This is an unusual bread in that you mash the potatoes and put them into the dough.
It is a soft bread, that you do not need a bread machine to make, and I have made it as rolls instead of a loaf of bread.
I used coconut milk powder as one of my visitors does not eat dairy, but use ordinary milk powder will work well also.
Preparation Time: 35 minutes plus standing
Cooking Time: 30 minutes
Serves: 6 large double rolls
Ingredients 500 g potatoes, peeled
7 g sachet dried yeast
3½ to 4 cups unbleached plain flour
1 tsp salt
2 tbsp full cream coconut milk powder
¼ to ½ cup chives, chopped
1 egg white
Sunflower seeds to decorate =(optional)
Boil or cook the potatoes cut into pieces till they are tender.
Keep them warm while you fill a 25 cm cake tin with baking paper.
Sift 3½ cups flour, salt and milk powder into a bowl, and add the chives and mashed potato.
Using a fork, mix in the potato and chives.
It will be a crumbly mixture at this stage
Add the yeast - the yeast I use does not require adding water to first, and can be added to the dry ingredients (Tandaco sachets).
Add 1 cup warm water and if need be, a bit more flour to make a soft dough.
Knead this for about 5 minutes until it is smooth.
Put it in an oiled bowl and brush the top with oil.
Cover and leave in a warm place for about an hour or until it is well risen.

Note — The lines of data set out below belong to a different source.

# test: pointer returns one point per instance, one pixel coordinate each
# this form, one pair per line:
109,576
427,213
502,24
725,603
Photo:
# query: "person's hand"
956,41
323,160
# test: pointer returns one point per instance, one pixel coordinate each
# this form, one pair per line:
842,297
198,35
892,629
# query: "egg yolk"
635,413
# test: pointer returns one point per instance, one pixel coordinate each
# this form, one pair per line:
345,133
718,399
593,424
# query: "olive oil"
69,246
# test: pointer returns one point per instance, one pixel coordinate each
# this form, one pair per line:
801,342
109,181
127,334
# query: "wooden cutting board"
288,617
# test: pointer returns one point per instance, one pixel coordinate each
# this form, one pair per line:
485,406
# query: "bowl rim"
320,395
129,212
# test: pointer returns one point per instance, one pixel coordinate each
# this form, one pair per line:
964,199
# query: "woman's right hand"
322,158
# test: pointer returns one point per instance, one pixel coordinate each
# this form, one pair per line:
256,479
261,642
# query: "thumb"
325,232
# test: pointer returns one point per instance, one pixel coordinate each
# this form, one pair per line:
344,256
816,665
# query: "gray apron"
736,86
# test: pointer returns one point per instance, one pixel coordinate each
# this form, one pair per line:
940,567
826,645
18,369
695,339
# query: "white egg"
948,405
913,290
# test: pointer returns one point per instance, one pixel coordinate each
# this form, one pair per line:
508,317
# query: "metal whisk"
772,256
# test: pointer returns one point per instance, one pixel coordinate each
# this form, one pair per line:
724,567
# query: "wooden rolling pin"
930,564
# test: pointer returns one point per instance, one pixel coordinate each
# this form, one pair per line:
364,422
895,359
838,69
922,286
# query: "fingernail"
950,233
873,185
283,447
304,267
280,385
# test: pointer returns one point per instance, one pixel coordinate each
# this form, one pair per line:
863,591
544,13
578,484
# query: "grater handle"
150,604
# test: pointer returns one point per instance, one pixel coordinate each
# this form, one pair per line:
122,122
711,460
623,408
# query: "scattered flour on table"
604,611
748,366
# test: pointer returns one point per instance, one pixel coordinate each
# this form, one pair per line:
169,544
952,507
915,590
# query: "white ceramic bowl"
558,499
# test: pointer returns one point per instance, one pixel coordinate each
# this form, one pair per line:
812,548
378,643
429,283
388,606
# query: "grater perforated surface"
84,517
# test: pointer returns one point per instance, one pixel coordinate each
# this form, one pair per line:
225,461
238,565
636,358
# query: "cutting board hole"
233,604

Dough - before and after proofing
Punch it down and knead for a minutes.
Divide into 12 balls.
Put two layers of six balls in a "daisy" pattern in the tin.
Cover and leave for 45 minutes or until the dough has risen once again - they will not be even but they will still pull apart nicely.
Dough has risen again
Preheat the oven to 210°/190° fan forced.
Mix the egg white with about 2 tsp of cold water and brush over the rolls.
Sprinkle the seeds over the top.
Bake for 15 minutes. Reduce the oven to 180°/160° fan forced and bake for a further 20 minutes, or until the rolls sound hollow when tapped on the base.
Leave for 10 minutes and then turn out onto a wire rack to cool.